Yale economist William Nordhaus writes as if he wants to address human-induced global warming—euphemistically called “climate change” even by the most ardent environmentalists—but I think he loves what he calls “the market” more than he does the environment.
You can see him grasping for straws to balance his love or humankind and other living things and his greater love for the “market” in his recent New York Review of Books critique of Laudato Si’, Pope Francis’s encyclical on the environment and capitalism. While he applauds the Pope’s concern for the environment, he essentially condemns the Pope for specifically rejecting the use of carbon credits. To do so, he has to take a leap of faith similar to the one taken by Pascal and Kierkegaard. But instead of leaping towards a silent, hidden god, Nordhaus leaps towards the infallibility of “markets.”
Nordhaus does a good job of describing how the carbon credit system, also called cap-and-trade, operates, so I’ll repeat his brief explanation: “Cap-and-trade begins with actions by which a country, through its government, caps or limits its carbon dioxide emissions. The country then auctions or issues a limited number of ‘emissions permits.’ These convey the right to emit a given quantity of emissions. Firms that own the permits can use them or sell them on carbon markets, while firms who need them can purchase permits. The advantage of establishing a market in permits is that it ensures that emissions are used in the most productive manner.”
The Pope rightly asserts that the trading of carbon credits can lead to speculation and enables countries and industrial sectors to buy the right to pump excessive pollution into the environment. The Pope doesn’t mention another problem with trading carbon credits: it give these dirty industrial companies and utilities absolutely no incentive to clean up their acts.
It makes sense that the Pope condemns markets. Markets by their nature are brutal, because they reduce everything to money, and not to the well-being of a community and its members. The market assumes that all market players are individuals, responsible for their own selves. Market theory further assumes that the mostly unguided action of all these individual players will lead to the greatest good for all. This basic premise strikes me to be as much based on faith as is the idea that a half god-half man born of a virgin died for our sins and came back to life three days later. I have a feeling that Pope Francis would rate the absurdity of the invisible hand much lower.
I’m uncertain why Nordhaus has so much faith in markets, when it is the market economy that has helped to create the environmental mess in which we find ourselves in several ways: 1) The market hides the social cost of pollution by reducing the value and cost of producing goods and services to dollars and cents; 2) The market mentality has contributed to the rampant consumerism that has infected all western-style economies, thereby driving the rapid rise of greenhouse gases, resource shortages and other environmental challenges.
Like all those who believe in the religion of free markets, Nordhaus has to construct an overly complicated argument for why the current market does not work to benefit the environment. Basically, he (and others) say that environmental degradation results from “distorted market signals” that put too low a price on environmental effects. The good professor uses as his examples the water shortage in California and people dying before their time because of small sulfur particles in the air. In both cases, he blames underpricing—if people paid more for water or air pollution, they would use less. That argument ignores the fact that the wealthy won’t care what they pay, which will engender an inequality in resource access similar to the gapping inequality in wealth that currently exists throughout the planet. It also ignores the fact that water and some of the products made in processes that emit sulfur particles are necessities for human life.

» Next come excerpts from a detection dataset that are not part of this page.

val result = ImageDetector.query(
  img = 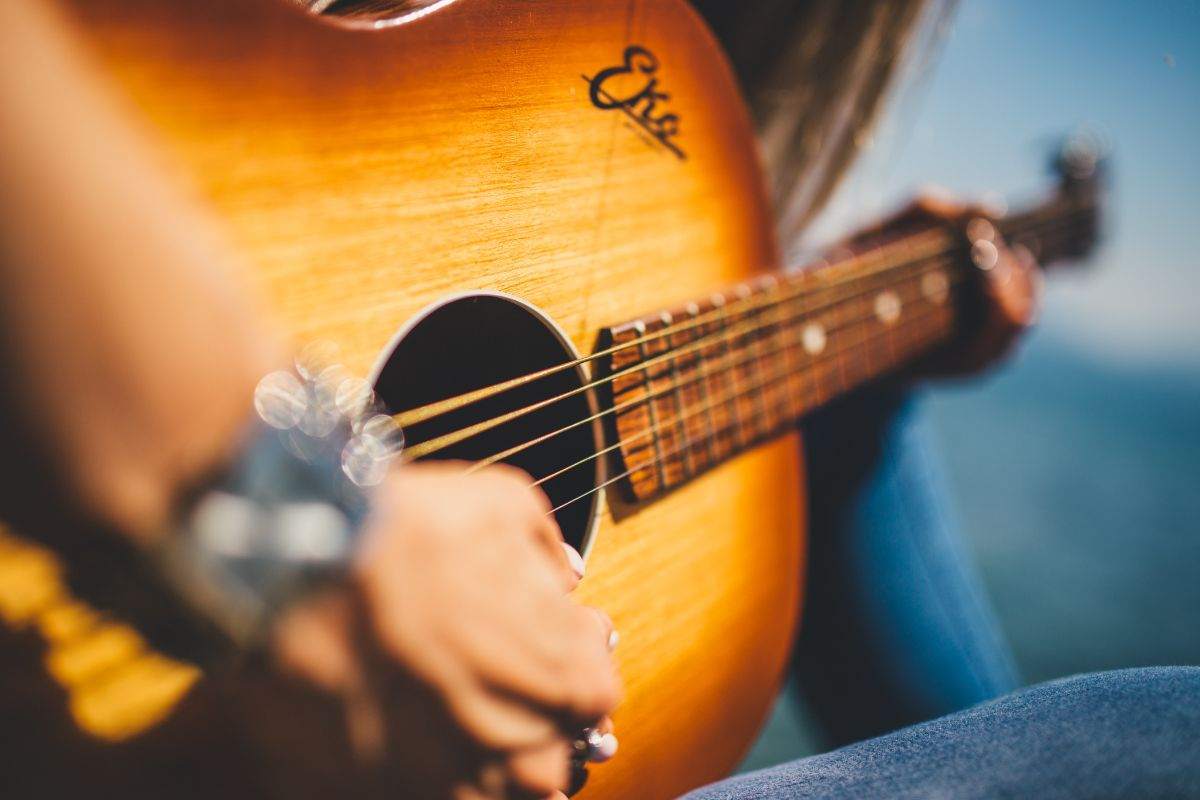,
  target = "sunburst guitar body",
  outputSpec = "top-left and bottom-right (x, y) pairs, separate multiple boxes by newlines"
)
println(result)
(56, 0), (804, 799)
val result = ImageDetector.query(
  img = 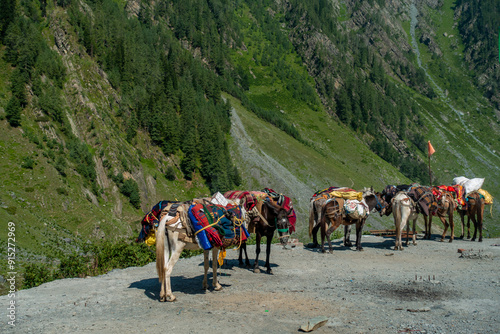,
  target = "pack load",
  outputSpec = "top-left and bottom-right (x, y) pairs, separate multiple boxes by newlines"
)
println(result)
(453, 176), (469, 187)
(453, 176), (484, 196)
(463, 178), (484, 195)
(344, 199), (369, 219)
(477, 189), (493, 204)
(330, 188), (363, 201)
(224, 190), (257, 212)
(188, 203), (249, 250)
(407, 186), (438, 216)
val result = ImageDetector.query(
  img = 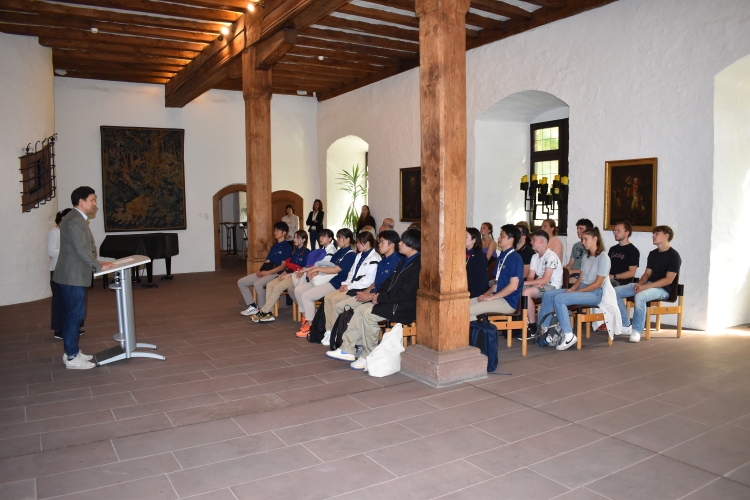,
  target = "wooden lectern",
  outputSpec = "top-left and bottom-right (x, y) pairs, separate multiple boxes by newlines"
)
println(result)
(94, 255), (166, 366)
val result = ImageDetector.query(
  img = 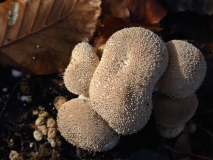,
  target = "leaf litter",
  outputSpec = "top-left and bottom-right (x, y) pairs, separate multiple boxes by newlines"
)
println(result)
(0, 0), (213, 159)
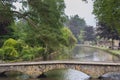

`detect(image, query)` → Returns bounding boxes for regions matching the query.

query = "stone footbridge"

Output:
[0,61,120,78]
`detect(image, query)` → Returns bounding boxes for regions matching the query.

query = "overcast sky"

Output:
[64,0,96,27]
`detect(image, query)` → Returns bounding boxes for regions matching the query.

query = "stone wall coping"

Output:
[0,61,120,67]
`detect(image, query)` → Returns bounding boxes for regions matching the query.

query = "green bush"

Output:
[3,38,17,48]
[3,47,19,60]
[22,46,44,60]
[0,38,44,61]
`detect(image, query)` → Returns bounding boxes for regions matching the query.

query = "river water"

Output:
[0,46,120,80]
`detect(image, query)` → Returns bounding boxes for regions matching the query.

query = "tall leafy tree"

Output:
[84,26,95,41]
[93,0,120,32]
[67,15,86,42]
[96,22,119,46]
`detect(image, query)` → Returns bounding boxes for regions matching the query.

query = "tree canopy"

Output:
[93,0,120,32]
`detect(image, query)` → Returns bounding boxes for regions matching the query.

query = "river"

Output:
[0,46,120,80]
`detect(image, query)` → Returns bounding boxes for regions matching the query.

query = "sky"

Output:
[64,0,96,27]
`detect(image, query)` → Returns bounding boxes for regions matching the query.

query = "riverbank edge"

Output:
[84,45,120,57]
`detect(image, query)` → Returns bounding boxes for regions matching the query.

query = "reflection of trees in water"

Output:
[72,46,120,62]
[112,56,120,62]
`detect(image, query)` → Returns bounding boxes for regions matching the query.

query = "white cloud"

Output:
[64,0,95,26]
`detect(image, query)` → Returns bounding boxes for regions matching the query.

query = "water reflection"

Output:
[0,46,120,80]
[48,46,120,62]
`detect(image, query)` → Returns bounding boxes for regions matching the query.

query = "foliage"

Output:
[67,15,86,42]
[84,26,95,41]
[96,22,119,40]
[61,27,77,47]
[0,0,76,60]
[0,0,14,46]
[0,38,44,61]
[93,0,120,32]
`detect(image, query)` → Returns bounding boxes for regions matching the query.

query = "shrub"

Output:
[3,47,19,60]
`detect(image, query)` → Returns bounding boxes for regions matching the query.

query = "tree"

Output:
[0,0,14,46]
[96,22,119,46]
[84,26,95,41]
[93,0,120,32]
[67,15,86,42]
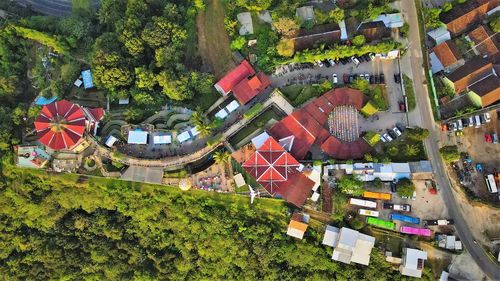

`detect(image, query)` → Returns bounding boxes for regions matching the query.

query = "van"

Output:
[474,115,481,128]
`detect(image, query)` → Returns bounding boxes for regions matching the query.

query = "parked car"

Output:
[394,73,401,84]
[392,127,401,137]
[351,56,360,65]
[484,134,493,143]
[483,112,491,123]
[469,116,474,127]
[382,133,392,142]
[398,101,406,112]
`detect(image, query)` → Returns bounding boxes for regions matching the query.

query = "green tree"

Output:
[328,7,345,23]
[276,38,295,57]
[337,175,364,196]
[439,145,460,163]
[396,178,415,197]
[352,35,366,47]
[273,17,299,36]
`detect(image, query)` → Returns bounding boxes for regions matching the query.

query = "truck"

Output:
[423,219,455,226]
[382,202,411,212]
[366,217,396,230]
[363,191,392,201]
[399,226,432,237]
[359,209,379,217]
[389,213,420,224]
[349,198,377,209]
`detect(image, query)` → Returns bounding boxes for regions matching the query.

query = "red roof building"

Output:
[269,88,370,159]
[242,137,314,207]
[35,100,86,150]
[214,60,271,104]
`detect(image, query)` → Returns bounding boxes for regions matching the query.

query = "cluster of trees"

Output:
[91,0,214,103]
[0,162,410,280]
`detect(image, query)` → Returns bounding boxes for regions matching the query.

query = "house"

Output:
[443,56,493,94]
[430,40,465,73]
[242,137,314,207]
[236,12,253,36]
[427,26,451,45]
[399,248,427,278]
[295,6,314,22]
[214,60,271,104]
[467,74,500,107]
[323,225,375,265]
[127,129,149,144]
[286,213,309,239]
[439,0,500,36]
[466,25,499,56]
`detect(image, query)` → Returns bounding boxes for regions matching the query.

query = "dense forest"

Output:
[0,159,432,281]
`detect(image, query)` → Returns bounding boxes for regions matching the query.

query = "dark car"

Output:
[394,73,401,84]
[342,74,349,84]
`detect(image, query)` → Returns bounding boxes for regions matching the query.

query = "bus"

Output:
[359,209,378,217]
[399,226,432,237]
[389,213,420,224]
[484,174,498,193]
[363,191,392,201]
[349,198,377,209]
[366,217,396,230]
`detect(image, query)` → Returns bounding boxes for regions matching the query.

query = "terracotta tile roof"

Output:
[432,40,461,67]
[447,56,493,93]
[468,25,498,56]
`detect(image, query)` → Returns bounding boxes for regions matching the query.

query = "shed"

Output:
[82,69,94,89]
[127,130,149,144]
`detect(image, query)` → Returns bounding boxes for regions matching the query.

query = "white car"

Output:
[392,127,401,137]
[483,113,491,123]
[383,133,392,142]
[351,56,359,65]
[332,73,339,84]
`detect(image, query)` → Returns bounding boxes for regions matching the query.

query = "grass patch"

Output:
[229,109,281,146]
[403,74,417,111]
[243,103,264,119]
[367,85,389,111]
[281,85,322,107]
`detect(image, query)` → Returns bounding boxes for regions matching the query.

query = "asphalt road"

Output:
[15,0,99,17]
[402,0,500,280]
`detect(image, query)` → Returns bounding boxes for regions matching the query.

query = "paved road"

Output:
[15,0,100,17]
[402,0,500,280]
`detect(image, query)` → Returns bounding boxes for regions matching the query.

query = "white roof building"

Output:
[127,131,149,144]
[399,248,427,278]
[323,227,375,265]
[427,26,451,45]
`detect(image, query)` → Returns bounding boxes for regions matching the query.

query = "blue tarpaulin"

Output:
[35,96,57,105]
[82,69,94,89]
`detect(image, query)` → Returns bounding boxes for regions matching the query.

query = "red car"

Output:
[484,134,493,142]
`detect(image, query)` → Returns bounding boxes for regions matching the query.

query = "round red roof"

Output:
[35,100,85,150]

Nordhaus is talking in convoluted euphemisms. What he means to say is that the market isn’t working because it’s leading to the carbon-loading of the atmosphere and oceans.
And his solution for something that isn’t working? Create another thing just like it. A market for the right to pollute.
Wouldn’t it be much simpler just to set limits for each industry and make companies pay huge fines and shut facilities if they can’t meet the standards? Sure prices will go up, but I assert that instead of raising prices, corporations could absorb some of the costs to pay for pollution controls, more fuel-efficient processes and alternative energy. All they have to do is shrink the profit before paying executive salaries, bonuses and benefits. In other words, executives could choose to pay themselves and shareholders less. That certainly won’t happen with cap-and-trade.
The essence of cap-and-trade is a dirty company paying a clean company so that it can keep polluting. The immorality of this market solution will leap into focus when you think about rich folk paying people to serve in the military in their place during the Civil War. What about someone who paid the Catholic Church money to receive absolution for sins or a church office for a ne’er-do-well nephew in the 15th and 16th centuries? These situations rightly offend us. Cap-and-trade is the very same thing. Nordhaus’ argument that cap-and-trade enables society to use its carbon emissions most productively would apply to the wealthy draft dodger or church manipulator. Why get the wealthy banker’s son shot up when he could be making lots of money that he will use to build an art collection to donate to a museum for a tax write-off?
In both the analogies I gave, an informal market was created: Buying and selling humans for slaughter. Buying and selling church favors. Buying and selling the pollutants that are rapidly degrading our planet. Do you see a difference? I don’t, nor does Pope Francis. Only a true believer in markets blinded by the invisible hand would.